Allí comparten sus vidas campesinos mestizos e indígenas de la nacionalidad Shuar. Por iniciativa de los alcaldes y concejales de Gualaquiza, San Juan Bosco, Yantzaza, El Pangui, Centinela de El Cóndor y Paquisha, así como de ciudadanos de la región y numerosas organizaciones, se realizó el sábado 27 de enero de 2007 el "Encuentro de Alcaldes por el Derecho a un Medio Ambiente Ecológicamente Equilibrado", en la sede municipal de Gualaquiza, con la coordinación del alcalde local, Ingeniero Franklin Mejía. Allí se constituyó, ante denuncias y evidencias de público conocimiento sobre la militarización del área del proyecto minero y la seria afectación de derechos fundamentales de los pobladores, una Comisión Internacional de Observación, con representantes de organizaciones ambientales, de salud y de cooperación, que se encontraban en el país realizando trabajos acerca del tema de la minería.

El objeto de la observación era la concesión minera a Ecuacorriente, nombre que en el Ecuador ha tomado la compañía canadiense Corriente Resources Inc.
Después de las acciones de oposición de grandes sectores urbanos y rurales, que contaron con la activa participación de autoridades locales, incluidos alcaldes, concejales e integrantes de la prefectura provincial, se logró un acuerdo con el gobierno anterior, el 12 de noviembre de 2006, para detener la exploración e impedir el inicio de la explotación. Sin embargo, se conoce que a la par que continúan las obras de infraestructura de la empresa, ésta busca apoyo de personas de las comunidades potencialmente afectadas.

Objetivo
El propósito, tal y como se lo difundió, era realizar una observación independiente y directa de la zona donde se encuentra la concesión minera a Ecuacorriente, a fin de complementar la información escrita y oral recibida de diversas fuentes, incluidas las autoridades locales reunidas el mismo 27 de enero de 2006 en la Municipalidad de Gualaquiza.

Tal observación pretendía desarrollarse sin causar ni provocar ningún tipo de conflicto, respetando la legislación ecuatoriana y de manera absolutamente pacífica, abierta y transparente.

Descripción de los hechos.
La Comisión Internacional salió en dirección a Tundayme desde Gualaquiza, cabecera del cantón del mismo nombre, antes de las 15h00, utilizando para ello dos taxis que en la zona son camionetas de doble cabina.
Sólo hay una vía entre los dos puntos de nuestro viaje.

Para nuestra sorpresa, en el puente sobre el río Chuchumbleza, límite entre Morona Santiago y Zamora Chinchipe, el tráfico fue interrumpido por un fuerte contingente policial que se había apostado a ambos extremos del puente.

El Gobernador encargado y la Intendenta de Policía de Zamora Chinchipe, Sr. Eduardo Calva y Sra. Janeth Rodríguez, nos señalaron que el propósito era evitar conflictos y "garantizar la seguridad de los observadores extranjeros, que no sea agredidos", pues unas cincuenta personas estaban al otro lado del puente decididas a impedir el paso de cualquiera.
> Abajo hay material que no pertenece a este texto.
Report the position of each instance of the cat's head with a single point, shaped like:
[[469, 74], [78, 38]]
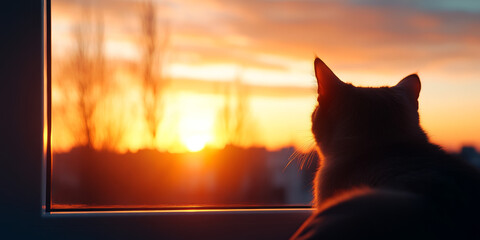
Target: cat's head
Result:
[[354, 118]]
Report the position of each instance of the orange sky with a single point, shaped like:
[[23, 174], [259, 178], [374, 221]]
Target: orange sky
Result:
[[270, 45]]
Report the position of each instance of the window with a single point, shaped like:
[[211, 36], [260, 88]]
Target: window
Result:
[[155, 106]]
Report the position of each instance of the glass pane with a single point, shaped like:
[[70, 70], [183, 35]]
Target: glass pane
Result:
[[166, 104], [205, 103]]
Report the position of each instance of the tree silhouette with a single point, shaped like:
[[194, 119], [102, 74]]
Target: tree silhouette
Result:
[[86, 71], [233, 117], [153, 48]]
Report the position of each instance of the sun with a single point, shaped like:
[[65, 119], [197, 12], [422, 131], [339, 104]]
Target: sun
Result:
[[195, 143]]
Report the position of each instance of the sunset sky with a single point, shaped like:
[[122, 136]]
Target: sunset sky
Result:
[[269, 45]]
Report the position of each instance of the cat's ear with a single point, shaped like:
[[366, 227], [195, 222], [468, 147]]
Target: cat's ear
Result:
[[411, 85], [326, 79]]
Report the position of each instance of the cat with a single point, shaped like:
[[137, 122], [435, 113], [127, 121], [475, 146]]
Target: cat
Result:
[[379, 176]]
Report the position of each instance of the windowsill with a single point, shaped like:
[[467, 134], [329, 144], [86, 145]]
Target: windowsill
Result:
[[89, 212]]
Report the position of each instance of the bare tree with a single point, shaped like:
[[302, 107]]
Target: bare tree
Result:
[[86, 70], [233, 117], [153, 52]]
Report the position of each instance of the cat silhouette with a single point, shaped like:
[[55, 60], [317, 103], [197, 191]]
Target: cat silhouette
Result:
[[379, 175]]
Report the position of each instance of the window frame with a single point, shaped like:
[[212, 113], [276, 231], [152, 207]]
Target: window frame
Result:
[[24, 176]]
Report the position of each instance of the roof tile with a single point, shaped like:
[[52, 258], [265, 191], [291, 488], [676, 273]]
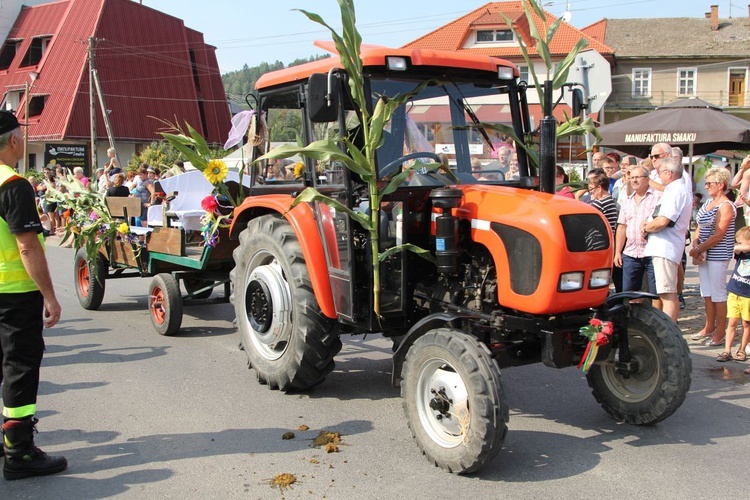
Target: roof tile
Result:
[[452, 35]]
La Intendenta sostuvo que debíamos pedir permiso oficial.
Esto fue rechazado por los ecuatorianos presentes en virtud del principio constitucional que nos otorga libertad de movilización en el territorio nacional, al tiempo que aclaramos reiteradamente el objetivo y carácter de la visita.

Luego utilizó frases respecto al peligro de bienes y personas, lo cual nos llevó a preguntarle si sus expresiones debían ser entendidas como una amenaza.

Por petición de estas autoridades, a sólo ocho personas (dos ecuatorianas y seis extranjeras) se les permitió pasar el primer cerco y llegar a la mitad del puente.
Tomaron nuestros nombres, nacionalidades y representación. La Policía tomó fotografías y filmó a los asistentes. Hicieron todos los esfuerzos para persuadirnos de no avanzar: aseguraron que nuestros vehículos no podían cruzar el cerco policial, nos ofrecieron un carro al otro lado del puente que sólo podría llegar hasta el río Zamora porque la gabarra estaba fuera de funcionamiento, dijeron que no podríamos caminar por la zona, que el recorrido era demasiado largo… en fin, que no debíamos avanzar.

La preparación de esta acción policial nos sorprendió, además, porque uno de nuestros compañeros fue increpado por un policía: "¡Por qué se atrasaron, los esperábamos a las dos de la tarde!"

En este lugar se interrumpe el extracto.